If the HTTP request fails (non-2xx status code or network error), the flow follows the error path (red dot) from the HTTP Request block. Connect a Message block to the error path to show the user a friendly fallback message:
Sorry, I couldn't retrieve your order details right now.
Please try again or contact us at support@yourcompany.com.
If no error path is connected, the flow stops silently on failure.

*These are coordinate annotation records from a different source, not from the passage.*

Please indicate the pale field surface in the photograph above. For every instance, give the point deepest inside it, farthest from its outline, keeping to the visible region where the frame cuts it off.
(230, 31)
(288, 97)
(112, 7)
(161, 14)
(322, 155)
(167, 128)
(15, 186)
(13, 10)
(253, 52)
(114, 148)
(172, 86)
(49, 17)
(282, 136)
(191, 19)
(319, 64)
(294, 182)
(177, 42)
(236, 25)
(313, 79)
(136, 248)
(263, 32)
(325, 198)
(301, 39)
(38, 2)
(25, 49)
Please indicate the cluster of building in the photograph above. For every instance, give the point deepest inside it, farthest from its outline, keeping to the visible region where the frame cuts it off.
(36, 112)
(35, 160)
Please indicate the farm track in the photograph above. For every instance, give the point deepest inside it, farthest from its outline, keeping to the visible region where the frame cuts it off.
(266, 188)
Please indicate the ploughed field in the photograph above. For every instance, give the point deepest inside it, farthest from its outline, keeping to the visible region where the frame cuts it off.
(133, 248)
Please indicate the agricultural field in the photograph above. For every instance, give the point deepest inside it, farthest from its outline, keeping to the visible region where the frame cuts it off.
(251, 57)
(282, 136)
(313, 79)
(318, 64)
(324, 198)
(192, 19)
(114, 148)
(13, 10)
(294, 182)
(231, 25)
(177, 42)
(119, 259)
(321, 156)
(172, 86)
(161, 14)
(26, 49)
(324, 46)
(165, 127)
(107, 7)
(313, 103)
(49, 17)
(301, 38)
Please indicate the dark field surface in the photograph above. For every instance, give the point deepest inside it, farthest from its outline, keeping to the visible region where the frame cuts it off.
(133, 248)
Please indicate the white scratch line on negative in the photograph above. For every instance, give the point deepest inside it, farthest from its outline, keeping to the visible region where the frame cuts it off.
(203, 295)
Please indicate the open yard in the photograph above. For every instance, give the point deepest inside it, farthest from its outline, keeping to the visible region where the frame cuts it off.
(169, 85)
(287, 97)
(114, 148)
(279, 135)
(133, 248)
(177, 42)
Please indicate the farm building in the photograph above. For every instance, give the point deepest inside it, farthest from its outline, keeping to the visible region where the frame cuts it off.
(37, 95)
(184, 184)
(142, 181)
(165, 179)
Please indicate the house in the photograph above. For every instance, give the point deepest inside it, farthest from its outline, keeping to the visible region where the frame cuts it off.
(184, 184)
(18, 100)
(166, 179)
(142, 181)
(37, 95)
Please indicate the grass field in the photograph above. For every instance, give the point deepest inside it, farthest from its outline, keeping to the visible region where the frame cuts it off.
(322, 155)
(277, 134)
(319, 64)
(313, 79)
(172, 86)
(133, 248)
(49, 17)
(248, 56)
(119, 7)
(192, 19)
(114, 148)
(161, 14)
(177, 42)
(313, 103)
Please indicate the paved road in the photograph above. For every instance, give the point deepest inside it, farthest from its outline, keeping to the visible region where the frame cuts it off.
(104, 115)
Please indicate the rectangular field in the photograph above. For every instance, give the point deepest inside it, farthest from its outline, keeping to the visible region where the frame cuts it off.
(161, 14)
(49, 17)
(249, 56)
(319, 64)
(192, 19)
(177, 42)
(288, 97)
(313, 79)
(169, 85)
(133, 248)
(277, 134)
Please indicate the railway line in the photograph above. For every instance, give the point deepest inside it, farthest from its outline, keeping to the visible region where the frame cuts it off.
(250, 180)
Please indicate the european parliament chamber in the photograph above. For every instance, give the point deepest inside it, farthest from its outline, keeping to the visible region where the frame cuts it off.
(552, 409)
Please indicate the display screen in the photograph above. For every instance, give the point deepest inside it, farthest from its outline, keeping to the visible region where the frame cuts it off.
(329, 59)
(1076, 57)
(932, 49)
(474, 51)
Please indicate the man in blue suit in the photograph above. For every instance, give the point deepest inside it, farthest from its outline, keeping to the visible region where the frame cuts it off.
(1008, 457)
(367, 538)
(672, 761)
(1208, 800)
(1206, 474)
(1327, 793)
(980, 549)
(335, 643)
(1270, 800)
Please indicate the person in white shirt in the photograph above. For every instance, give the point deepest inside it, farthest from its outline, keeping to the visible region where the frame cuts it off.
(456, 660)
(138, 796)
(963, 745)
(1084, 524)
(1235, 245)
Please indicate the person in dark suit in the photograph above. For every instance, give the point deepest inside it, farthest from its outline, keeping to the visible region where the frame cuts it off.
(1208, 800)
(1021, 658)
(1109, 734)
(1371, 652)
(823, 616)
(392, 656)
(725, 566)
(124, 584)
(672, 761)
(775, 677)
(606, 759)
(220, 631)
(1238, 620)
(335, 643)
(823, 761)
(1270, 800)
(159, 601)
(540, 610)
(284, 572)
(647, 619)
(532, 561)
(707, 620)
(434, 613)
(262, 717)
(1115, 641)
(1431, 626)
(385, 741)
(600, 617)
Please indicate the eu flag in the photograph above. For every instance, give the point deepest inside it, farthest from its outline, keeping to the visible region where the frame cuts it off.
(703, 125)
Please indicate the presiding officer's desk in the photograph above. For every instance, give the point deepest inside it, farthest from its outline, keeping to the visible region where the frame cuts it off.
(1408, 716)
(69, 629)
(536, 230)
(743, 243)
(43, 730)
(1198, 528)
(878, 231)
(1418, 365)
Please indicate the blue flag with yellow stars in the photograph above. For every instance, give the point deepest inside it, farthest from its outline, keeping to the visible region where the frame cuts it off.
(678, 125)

Example: Look up order status

Setup:
  1. Use a Collect Input block to ask “What’s your order number?” and save to order_number.
  2. Add an HTTP Request block:
    • Method: GET
    • URL: https://api.yourstore.com/orders/{{order_number}}
    • Header: Authorization: Bearer YOUR_TOKEN
    • Save response: object path status, variable order_status
  3. Add a Message block on the success path: “Your order {{order_number}} is currently: {{order_status}}.”
  4. Connect an error path with: “Sorry, I couldn’t find that order. Please check the number and try again.”

Tips

  • Test with a request bin — use a service like webhook.site to inspect what Swiftsell sends before connecting a real API.
  • Keep response paths simple — deeply nested paths (e.g., data.orders[0].items[0].status) may not be supported. Design your API to return flat, simple objects where possible.
  • Handle timeouts — if your API is slow, consider an async pattern (trigger an async job and poll for results in a later flow).
  • Always connect both paths — wire up both the success (green) and error (red) output paths so your flow handles every case gracefully.